2023年11月のドラマ放送終了時、それまでの数年間で一番面白く、野島伸司氏の底力を感じた作品だった。

登場人物の会話劇はもちろん、「そのセリフ思いつく?」という言葉の発想力への驚嘆もあり、またテレビドラマのお手本のような脚本展開によって、最初から最後まで飽きることなく鑑賞できた。

正しい「伏線」のちりばめられ方

まず、本当の意味での「伏線」の使い方・ちりばめ方が秀逸である。

ここ数年、テレビドラマにおいて考察至上主義ともいえる傾向からか、やたらめったらと「伏線」という言葉が使われるようになった。

しかしその大半は「伏線」ではなくただの「振り」であったり、視聴者の頭に留めておいてもらうために分かりやすく提供された「謎」であったりすることがほとんどだ。

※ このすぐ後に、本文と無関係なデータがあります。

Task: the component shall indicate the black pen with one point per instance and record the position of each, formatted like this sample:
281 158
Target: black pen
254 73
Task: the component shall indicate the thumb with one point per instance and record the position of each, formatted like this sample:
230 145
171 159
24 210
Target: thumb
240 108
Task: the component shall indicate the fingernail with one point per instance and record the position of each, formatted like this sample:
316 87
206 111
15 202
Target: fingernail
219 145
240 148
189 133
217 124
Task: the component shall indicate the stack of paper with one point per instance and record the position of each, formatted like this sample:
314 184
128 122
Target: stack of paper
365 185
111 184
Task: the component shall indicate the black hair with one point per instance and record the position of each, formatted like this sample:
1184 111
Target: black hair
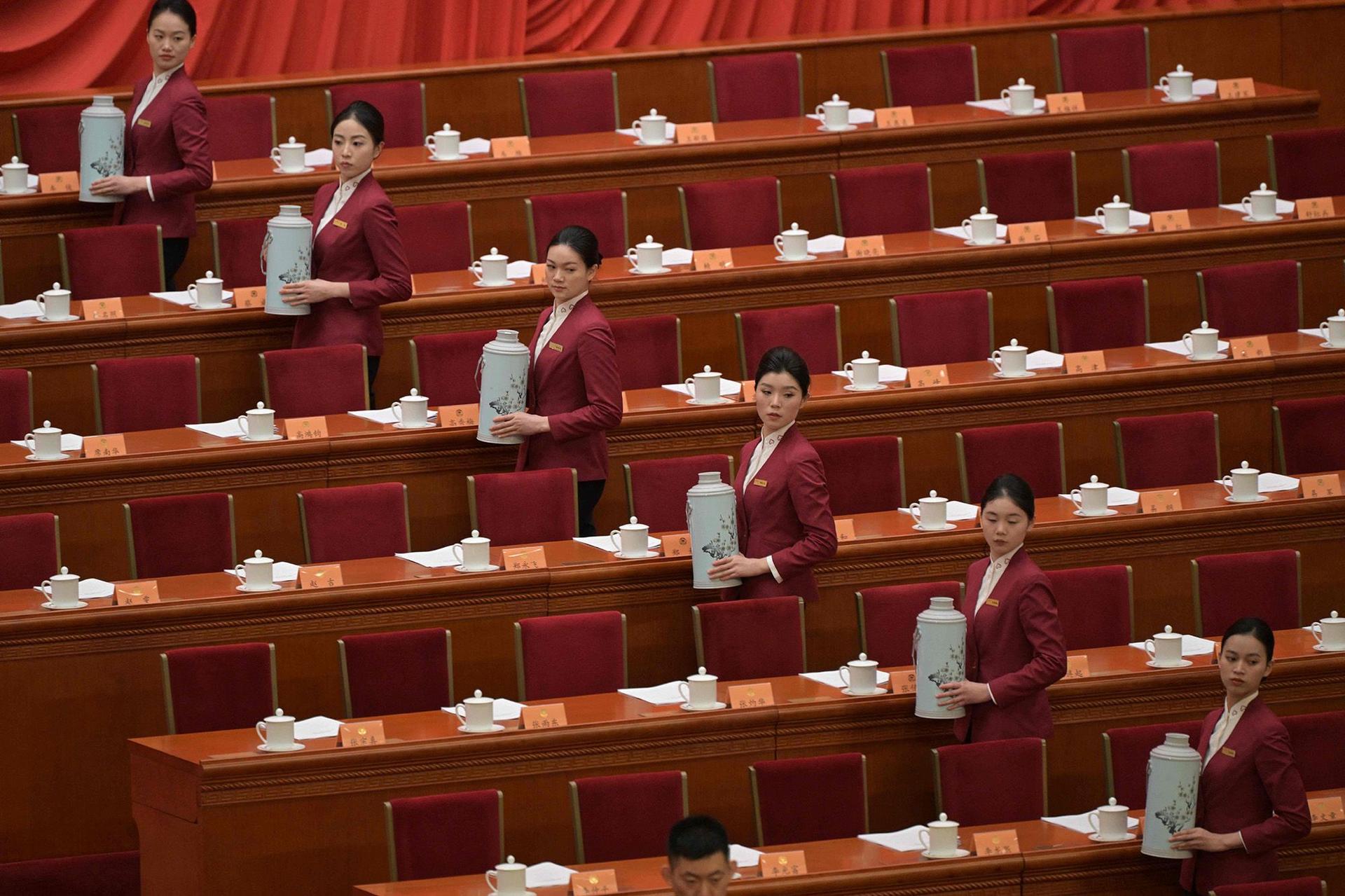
583 241
1257 628
365 115
785 359
696 837
181 8
1013 488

簡単に違いを説明すれば、「伏線」はリアルタイムでは気づかずに見返してから気づけるもの。シーンの中にひっそりと隠されていて、ワンショットで抜かれたりすることはない。

「振り」は逆にワンショットでの映像で使われることが多い。その瞬間は意味が分からなくとも、後の展開で「あのシーンはここに繋がるのか」と気づくことができる。

「謎」はそのままの意味で、物語上の疑問をすぐに解決せず引っ張っていき、後にその疑問を解決させるエピソードが展開される。

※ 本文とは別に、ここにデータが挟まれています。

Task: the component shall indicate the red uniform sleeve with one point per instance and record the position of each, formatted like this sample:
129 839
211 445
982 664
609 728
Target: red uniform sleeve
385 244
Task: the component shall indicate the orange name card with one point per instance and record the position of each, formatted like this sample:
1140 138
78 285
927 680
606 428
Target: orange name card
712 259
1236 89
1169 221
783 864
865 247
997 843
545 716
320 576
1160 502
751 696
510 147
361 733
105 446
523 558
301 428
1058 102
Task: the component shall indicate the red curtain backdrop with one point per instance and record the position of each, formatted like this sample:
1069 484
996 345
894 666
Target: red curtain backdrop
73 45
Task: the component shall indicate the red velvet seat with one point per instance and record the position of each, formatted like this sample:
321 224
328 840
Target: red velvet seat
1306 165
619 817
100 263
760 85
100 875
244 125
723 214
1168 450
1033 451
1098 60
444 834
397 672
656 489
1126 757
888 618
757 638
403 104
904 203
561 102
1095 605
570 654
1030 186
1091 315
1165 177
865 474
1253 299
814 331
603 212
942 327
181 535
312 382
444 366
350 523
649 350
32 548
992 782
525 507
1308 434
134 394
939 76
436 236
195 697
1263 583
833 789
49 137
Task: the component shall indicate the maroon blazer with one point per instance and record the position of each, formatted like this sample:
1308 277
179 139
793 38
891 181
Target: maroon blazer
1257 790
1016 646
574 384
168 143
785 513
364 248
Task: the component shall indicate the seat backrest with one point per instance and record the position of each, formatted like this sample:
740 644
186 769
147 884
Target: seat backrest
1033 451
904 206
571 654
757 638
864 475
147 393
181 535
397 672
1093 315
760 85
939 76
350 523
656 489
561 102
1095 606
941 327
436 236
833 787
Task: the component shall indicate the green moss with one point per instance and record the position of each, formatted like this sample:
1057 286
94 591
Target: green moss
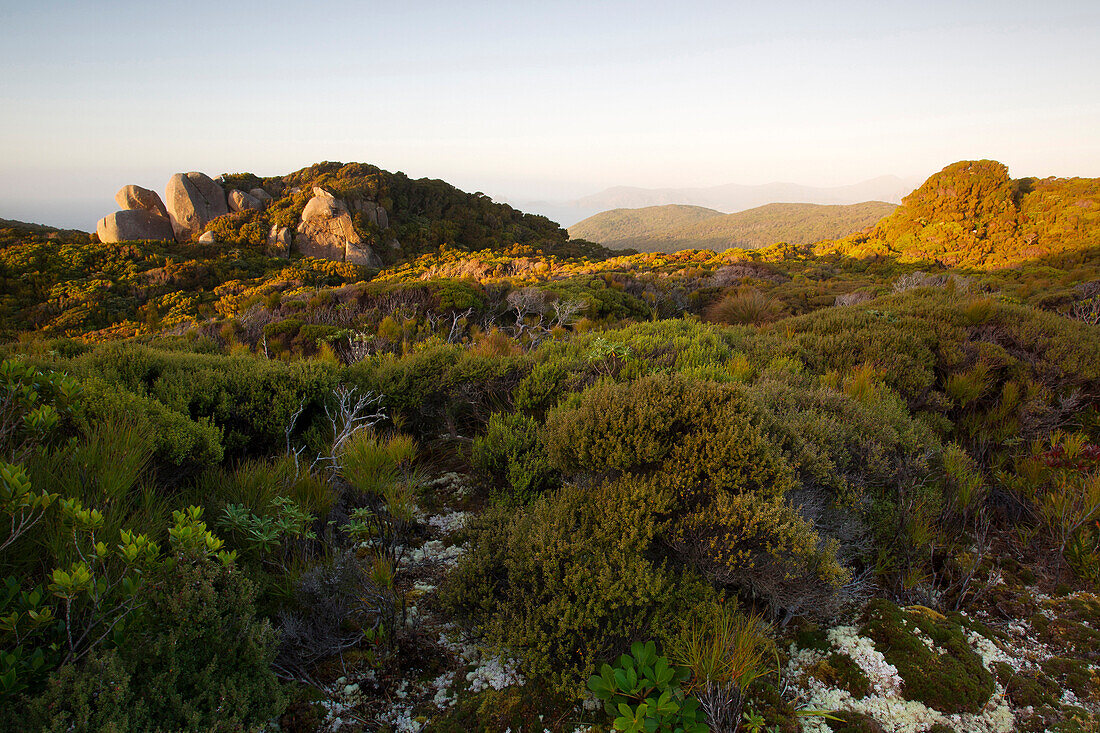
1071 674
854 722
766 700
952 681
1027 689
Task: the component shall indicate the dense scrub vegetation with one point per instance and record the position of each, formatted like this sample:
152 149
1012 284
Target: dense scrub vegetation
503 489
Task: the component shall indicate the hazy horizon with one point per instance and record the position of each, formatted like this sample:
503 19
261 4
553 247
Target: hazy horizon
541 102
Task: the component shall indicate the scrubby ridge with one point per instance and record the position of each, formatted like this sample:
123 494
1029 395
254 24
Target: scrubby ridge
831 492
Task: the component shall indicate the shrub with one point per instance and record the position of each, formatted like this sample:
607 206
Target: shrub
206 660
512 453
570 580
745 306
642 692
178 439
726 652
761 545
639 425
96 697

この作品は「伏線」「振り」「謎」を使い分け、また現代の考察好きの流れにも応えるように謎解き要素も用意されていた。

過去の野島作品を振り返っても、彼の作風の楽しむポイントは本来そこではないにも関わらず、きちんと現代に適応しているところに感心させられる。

「自分の物語」を盛り上げるための「他人の物語」

昨今、作品を通して主人公の体験を鑑賞する「他人の物語」に、世間の興味が薄れ始めている。

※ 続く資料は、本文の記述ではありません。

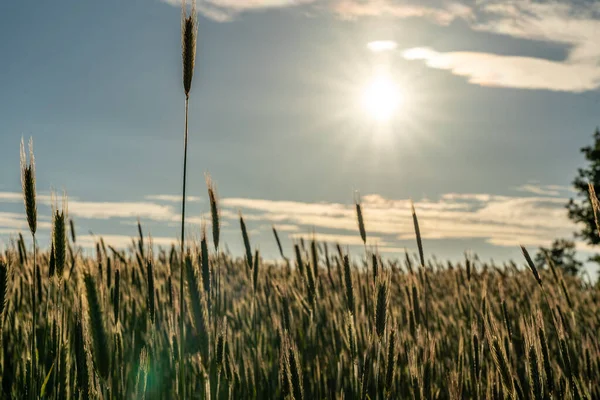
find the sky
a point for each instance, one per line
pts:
(490, 103)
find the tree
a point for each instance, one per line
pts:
(580, 209)
(562, 255)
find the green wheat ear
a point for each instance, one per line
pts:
(59, 236)
(28, 184)
(189, 32)
(214, 210)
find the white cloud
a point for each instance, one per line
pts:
(170, 198)
(380, 46)
(486, 69)
(534, 218)
(442, 14)
(120, 241)
(341, 239)
(543, 190)
(575, 24)
(499, 220)
(227, 10)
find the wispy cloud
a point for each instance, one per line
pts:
(534, 218)
(499, 220)
(341, 239)
(486, 69)
(380, 46)
(170, 198)
(120, 241)
(227, 10)
(575, 24)
(544, 190)
(572, 23)
(443, 13)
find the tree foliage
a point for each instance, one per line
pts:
(580, 209)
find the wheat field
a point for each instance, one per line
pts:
(317, 325)
(195, 321)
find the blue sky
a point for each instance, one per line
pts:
(498, 97)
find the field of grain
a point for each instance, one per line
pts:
(316, 325)
(194, 321)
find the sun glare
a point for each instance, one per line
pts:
(381, 98)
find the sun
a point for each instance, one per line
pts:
(381, 98)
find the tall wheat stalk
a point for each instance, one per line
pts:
(28, 183)
(189, 30)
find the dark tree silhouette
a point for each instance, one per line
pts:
(562, 255)
(580, 209)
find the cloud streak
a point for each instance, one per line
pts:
(570, 23)
(535, 217)
(486, 69)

「自分の物語」が大事な視聴者は、今や作品の考察を自身のSNSに上げることを目的としている。

話題作に触れている自分を見せることが大事なのであり、基本的に作品内の「他人の物語」には興味がそそられない

タイパよく1.3倍速や1.6倍速で視聴を終え、自身の考察をアップし、いいね数を稼いで、またその考察が当たっていれば投稿がバズることを祈っている。

当然、すべての視聴者がそうというわけではないけれど、特に若年層になるにつれて鑑賞スタイルが変化してきていることは間違いない事実だ。

しかし野島伸司氏の本領は、登場人物の人生模様と、交錯した人間関係が織りなすドラマや心理、つまりは「他人の物語」を楽しむことが主だった。

当然、今作の『何曜日に生まれたの』も例外ではなく、主人公のすいを始め、彼女に関わる(または関わってきた)その他の登場人物との葛藤がふんだんに描かれている。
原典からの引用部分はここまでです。